Lecture 24 - Introduction to Forecasting

Penelope Pooler Eisenbies
BUA 345

2024-04-10

Housekeeping

Upcoming Dates

HW 9 is due on Monday, 4/15.
- Grace Period ends tonight (Tues. 4/16) at midnight.
HW 10 will be posted on 4/16 is due Monday, 4/22
Lecture 26 on Thu. 4/18 is Optional.
No Lecture on 4/23
Course Review on 4/25
NEW PACKAGE FOR FORECASTING: forecast
- If you are having trouble installing/loading any packages or components of R or RStudio, please come to office hour or make an appointment with me.

💥 Lecture 24 In-class Exercises - Q1 - Review 💥

Session ID: bua345s24

We have data for 2022 annual salaries of 75 Upstate NY residents ranging from $50K to $150K and we use that data to model how much someone spends on their first house.

Is it valid to apply that model to someone with an annual salary of $350K?

A. Yes, this is extrapolation and it is valid.

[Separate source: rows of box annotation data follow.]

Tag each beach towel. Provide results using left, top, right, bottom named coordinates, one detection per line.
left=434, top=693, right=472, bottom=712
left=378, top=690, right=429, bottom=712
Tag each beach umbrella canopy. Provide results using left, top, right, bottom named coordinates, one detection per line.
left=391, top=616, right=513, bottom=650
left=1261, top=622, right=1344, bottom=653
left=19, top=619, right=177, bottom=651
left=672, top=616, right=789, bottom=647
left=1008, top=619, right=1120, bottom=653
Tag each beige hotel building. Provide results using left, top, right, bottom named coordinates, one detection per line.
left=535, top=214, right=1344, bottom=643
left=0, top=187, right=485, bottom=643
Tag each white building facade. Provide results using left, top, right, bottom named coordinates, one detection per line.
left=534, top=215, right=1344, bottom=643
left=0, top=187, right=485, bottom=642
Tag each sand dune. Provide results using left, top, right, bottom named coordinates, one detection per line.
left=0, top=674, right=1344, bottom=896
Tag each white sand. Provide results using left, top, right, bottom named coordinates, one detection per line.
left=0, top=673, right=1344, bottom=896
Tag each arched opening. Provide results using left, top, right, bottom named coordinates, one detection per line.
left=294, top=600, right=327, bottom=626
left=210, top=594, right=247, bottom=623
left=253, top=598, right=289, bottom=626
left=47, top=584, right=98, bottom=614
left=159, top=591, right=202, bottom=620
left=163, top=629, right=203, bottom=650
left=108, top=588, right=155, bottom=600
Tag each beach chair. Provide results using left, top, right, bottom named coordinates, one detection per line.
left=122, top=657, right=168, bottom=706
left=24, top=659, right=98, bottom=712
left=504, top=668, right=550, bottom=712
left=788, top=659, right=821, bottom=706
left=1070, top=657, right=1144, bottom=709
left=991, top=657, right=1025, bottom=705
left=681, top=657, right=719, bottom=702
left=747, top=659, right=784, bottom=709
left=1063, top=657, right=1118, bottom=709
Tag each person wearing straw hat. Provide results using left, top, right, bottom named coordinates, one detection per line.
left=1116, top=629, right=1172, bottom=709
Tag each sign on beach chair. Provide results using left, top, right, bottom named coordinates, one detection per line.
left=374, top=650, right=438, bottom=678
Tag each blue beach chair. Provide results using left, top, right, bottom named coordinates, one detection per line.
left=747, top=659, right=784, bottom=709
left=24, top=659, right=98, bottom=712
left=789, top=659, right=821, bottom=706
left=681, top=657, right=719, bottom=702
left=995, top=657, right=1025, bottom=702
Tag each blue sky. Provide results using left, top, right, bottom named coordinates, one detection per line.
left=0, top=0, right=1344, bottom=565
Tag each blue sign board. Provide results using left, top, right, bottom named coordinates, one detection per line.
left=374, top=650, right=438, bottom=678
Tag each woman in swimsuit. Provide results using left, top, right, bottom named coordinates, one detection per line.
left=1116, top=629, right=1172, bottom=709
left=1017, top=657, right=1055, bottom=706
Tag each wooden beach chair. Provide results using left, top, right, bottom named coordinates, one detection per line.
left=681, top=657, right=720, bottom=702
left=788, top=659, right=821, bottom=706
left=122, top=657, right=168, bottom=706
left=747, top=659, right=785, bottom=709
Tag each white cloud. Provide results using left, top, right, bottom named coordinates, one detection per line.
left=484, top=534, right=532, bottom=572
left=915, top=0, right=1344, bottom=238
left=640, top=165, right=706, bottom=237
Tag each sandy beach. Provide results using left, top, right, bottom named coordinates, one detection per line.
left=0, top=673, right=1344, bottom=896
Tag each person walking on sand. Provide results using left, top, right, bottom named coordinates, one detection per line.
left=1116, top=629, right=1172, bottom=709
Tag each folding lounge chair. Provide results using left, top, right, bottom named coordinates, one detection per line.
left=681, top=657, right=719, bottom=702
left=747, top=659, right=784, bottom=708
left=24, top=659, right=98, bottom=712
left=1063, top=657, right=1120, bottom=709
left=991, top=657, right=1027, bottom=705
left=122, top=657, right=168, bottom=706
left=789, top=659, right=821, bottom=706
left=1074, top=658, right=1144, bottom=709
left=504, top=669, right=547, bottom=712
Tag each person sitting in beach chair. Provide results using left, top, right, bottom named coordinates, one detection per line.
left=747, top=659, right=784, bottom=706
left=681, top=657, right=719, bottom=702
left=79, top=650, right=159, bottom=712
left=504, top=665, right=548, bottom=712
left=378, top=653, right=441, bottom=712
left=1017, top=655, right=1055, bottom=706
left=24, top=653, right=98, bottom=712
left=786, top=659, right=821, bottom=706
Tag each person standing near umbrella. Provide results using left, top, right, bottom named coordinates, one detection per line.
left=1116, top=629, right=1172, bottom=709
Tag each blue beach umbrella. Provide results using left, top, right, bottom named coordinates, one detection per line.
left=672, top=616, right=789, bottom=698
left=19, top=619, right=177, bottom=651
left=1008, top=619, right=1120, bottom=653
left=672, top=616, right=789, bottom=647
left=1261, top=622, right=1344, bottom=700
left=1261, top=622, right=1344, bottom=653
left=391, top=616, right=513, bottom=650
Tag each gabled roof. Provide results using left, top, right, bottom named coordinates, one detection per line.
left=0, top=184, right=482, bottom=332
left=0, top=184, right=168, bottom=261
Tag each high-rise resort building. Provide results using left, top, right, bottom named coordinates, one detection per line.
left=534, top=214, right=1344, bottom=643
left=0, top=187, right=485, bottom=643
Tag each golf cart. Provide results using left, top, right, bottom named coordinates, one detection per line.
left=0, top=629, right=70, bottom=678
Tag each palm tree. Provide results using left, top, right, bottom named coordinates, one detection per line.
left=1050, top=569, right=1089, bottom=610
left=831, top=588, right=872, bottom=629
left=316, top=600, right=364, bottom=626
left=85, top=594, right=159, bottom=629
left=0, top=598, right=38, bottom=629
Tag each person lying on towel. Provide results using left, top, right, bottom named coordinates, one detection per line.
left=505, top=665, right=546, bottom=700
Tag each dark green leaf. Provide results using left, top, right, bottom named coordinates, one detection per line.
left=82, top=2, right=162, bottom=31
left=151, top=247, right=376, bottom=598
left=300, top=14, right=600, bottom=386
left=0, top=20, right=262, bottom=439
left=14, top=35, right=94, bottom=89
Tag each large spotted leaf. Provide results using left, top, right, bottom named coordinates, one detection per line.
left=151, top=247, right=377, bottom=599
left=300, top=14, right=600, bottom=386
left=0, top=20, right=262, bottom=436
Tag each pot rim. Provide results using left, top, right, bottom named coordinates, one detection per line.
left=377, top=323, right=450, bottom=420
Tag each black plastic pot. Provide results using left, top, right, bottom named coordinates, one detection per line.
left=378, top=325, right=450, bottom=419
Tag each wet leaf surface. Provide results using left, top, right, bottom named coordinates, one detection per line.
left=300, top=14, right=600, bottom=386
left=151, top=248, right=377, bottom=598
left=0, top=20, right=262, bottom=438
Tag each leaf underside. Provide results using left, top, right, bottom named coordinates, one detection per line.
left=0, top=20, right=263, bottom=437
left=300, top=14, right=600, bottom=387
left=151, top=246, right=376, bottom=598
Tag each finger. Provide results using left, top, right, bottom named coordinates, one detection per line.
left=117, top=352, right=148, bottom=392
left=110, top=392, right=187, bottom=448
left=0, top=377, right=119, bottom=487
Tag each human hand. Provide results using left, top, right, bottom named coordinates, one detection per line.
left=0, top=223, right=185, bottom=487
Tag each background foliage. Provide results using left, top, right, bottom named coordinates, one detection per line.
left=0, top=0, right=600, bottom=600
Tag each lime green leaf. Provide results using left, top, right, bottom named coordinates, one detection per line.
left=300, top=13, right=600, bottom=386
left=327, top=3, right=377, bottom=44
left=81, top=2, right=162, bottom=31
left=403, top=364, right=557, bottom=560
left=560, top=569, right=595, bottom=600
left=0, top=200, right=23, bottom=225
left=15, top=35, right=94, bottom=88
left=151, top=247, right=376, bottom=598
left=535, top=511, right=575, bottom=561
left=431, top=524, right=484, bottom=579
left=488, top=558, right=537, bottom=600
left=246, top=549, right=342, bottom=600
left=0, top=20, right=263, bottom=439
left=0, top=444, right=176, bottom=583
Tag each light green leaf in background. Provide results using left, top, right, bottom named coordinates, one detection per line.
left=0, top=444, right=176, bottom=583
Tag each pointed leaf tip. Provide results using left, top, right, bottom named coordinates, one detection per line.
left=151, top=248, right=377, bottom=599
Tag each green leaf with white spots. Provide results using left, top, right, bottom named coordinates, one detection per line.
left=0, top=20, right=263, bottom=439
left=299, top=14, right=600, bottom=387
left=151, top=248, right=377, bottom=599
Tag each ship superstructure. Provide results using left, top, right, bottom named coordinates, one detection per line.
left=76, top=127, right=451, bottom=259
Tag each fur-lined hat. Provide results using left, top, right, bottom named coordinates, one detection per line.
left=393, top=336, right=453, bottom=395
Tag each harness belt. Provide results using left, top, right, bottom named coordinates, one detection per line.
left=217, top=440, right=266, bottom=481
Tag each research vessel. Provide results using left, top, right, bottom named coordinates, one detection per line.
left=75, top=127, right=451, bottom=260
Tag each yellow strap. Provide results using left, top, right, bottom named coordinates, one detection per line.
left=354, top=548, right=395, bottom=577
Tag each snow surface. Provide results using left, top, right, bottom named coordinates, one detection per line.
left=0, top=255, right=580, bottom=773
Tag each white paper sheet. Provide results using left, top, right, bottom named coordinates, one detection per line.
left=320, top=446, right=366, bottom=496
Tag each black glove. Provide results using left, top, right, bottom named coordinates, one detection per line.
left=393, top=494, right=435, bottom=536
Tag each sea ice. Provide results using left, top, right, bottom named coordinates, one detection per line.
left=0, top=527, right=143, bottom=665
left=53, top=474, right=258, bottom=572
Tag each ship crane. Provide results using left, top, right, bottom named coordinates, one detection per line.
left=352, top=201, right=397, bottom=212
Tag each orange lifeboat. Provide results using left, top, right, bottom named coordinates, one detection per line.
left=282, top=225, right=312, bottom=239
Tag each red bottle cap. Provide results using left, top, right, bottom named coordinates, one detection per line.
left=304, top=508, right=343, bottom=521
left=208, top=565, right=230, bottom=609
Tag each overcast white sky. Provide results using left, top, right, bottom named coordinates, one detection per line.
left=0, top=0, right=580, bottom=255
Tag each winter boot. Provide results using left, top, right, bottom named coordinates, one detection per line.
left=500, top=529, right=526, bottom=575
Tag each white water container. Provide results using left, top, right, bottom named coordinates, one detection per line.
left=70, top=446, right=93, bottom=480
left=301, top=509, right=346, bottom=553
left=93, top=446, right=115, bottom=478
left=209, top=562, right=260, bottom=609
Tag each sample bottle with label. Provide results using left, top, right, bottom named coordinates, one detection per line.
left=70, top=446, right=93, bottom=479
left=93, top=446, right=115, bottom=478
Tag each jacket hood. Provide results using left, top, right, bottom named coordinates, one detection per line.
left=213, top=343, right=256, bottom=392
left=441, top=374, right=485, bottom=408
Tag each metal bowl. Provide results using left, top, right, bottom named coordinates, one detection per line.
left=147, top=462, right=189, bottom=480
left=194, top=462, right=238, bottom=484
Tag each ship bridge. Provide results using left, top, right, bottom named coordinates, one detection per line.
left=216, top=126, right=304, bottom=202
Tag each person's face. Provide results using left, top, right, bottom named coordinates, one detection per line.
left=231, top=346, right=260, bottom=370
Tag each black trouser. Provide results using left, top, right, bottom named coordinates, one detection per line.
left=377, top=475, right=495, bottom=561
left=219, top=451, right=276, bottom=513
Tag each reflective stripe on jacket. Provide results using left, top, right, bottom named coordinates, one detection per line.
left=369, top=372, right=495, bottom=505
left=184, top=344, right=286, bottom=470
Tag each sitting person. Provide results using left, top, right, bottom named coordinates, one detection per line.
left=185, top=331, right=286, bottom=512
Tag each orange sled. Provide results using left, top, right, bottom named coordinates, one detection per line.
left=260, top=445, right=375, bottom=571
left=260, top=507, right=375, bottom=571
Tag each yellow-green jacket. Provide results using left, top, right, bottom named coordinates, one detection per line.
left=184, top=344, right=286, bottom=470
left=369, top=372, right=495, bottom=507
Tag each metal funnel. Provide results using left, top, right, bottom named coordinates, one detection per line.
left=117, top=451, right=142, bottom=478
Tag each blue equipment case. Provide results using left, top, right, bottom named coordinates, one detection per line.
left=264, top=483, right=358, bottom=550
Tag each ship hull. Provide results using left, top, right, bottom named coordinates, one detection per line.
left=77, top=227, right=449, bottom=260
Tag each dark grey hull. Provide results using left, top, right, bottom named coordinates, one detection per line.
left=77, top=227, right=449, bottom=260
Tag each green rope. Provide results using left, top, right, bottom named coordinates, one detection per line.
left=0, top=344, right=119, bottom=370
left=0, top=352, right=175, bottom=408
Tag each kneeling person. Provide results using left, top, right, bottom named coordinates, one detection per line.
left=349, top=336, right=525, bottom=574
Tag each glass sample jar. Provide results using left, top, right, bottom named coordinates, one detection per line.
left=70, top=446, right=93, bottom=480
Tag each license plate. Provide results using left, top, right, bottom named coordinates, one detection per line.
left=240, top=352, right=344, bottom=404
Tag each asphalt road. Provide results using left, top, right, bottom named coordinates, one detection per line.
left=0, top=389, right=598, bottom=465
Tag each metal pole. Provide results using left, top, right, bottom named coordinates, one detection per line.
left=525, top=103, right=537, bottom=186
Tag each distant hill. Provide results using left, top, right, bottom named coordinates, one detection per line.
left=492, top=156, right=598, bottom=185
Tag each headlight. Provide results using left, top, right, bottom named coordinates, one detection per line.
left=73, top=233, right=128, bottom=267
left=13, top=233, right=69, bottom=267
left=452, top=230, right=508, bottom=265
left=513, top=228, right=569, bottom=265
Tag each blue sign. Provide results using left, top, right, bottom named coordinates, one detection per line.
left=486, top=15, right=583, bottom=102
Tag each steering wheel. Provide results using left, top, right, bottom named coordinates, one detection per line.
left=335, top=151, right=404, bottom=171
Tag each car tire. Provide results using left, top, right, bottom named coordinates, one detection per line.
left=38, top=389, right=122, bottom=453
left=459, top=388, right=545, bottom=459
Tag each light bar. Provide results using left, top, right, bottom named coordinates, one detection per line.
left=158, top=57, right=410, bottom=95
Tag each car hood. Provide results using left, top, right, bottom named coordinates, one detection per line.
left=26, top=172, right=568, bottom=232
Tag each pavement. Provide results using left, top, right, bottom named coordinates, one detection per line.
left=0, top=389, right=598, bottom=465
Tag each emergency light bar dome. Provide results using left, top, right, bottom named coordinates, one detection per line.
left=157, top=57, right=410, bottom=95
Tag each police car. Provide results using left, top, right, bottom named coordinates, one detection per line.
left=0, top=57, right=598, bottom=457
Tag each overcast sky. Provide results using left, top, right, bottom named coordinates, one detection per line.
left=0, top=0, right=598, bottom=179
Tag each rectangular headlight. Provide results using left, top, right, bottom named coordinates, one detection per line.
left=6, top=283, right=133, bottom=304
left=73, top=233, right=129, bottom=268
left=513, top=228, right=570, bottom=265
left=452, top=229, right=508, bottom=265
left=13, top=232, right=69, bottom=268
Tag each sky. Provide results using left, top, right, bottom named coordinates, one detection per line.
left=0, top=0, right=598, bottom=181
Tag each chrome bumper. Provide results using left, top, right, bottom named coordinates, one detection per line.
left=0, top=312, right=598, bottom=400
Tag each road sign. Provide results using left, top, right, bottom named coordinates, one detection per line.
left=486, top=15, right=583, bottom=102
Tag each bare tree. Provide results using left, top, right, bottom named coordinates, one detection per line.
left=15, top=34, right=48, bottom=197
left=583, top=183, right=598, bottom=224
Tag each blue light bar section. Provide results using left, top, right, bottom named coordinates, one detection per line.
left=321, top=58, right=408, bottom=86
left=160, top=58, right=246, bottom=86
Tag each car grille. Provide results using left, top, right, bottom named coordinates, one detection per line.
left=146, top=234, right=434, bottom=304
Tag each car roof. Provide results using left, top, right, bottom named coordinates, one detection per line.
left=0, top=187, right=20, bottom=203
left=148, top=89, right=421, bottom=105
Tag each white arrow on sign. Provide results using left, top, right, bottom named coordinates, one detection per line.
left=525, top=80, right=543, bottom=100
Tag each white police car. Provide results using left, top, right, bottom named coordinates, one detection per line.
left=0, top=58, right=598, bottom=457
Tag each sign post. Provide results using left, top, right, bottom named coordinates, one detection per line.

B. No this is extrapolation and it is invalid.

C. Yes, this is interpolation and it is valid.

D. No this is interpolation and it is invalid.

Introduction to Forecasting

Today’s Topics:

Cross-Sectional Data vs. Time Series Data
Basic Forecasting Terminology
Forecasting Trends without Seasonality in R
- Example 1 - US Population
- Example 2 - Netflix Stock Prices
HW 10 will be posted on 4/16
- The first part of HW 10 pertains to today’s leecture.

Cross-Sectional Data

Shows a Snapshot of One Time Period

Time Series Data

Shows Trend over Time

U.S. Population - Cross-Sectional Data

Population by County in 2019

U.S. Population - Time Series Data

U.S. Population 1950 - 2023

Time Series Terminology

In time series data, new observations are often correlated with prior observations

This is referred to as auto-correlation
- A variable is correlated with itself
- When data are auto-correlated, we use that information
- This process is called auto-regression
  - Using previous observations to predict into the future.

Introductory Time Series R Functions

R function: auto.arima function in forecast package
- ARIMA is an acronym:
  - AR: auto-regressive
  - I: integrated
  - MA: moving average
In ARIMA models, all three components are optimized to provide a reliable forecast.

Terminology: ARIMA model components (p, d, q)

Auto-Regressive Models (AR)

Similar to a simple linear regression model or non-linear regression model
Key difference: Regressor or predictor variable (X) is dependent variable (Y) with a specific LAG
Lag (p) is how many previous time periods the model looks back to estimate the next time period.
- If p = 1, the model estimates the next time period based on most recent one.
  - Looks back one time period
- If p = 2, the model estimates the next time period on time period BEFORE the most recent one.
  - Looks back two time periods

Example 1: U.S. Population - 1950 to Present

Forecast Questions:
- What will the U.S. Population be in 2040?
- What ARIMA model was chosen (p,d,q)?
Model Assessment Questions:
- How valid is our model?
  - Check residual plots.
- How accurate are our estimates?
  - Examine Prediction Intervals and Prediction Bands
  - Check fit statistics

Terminology: ARIMA model components (p, d, q)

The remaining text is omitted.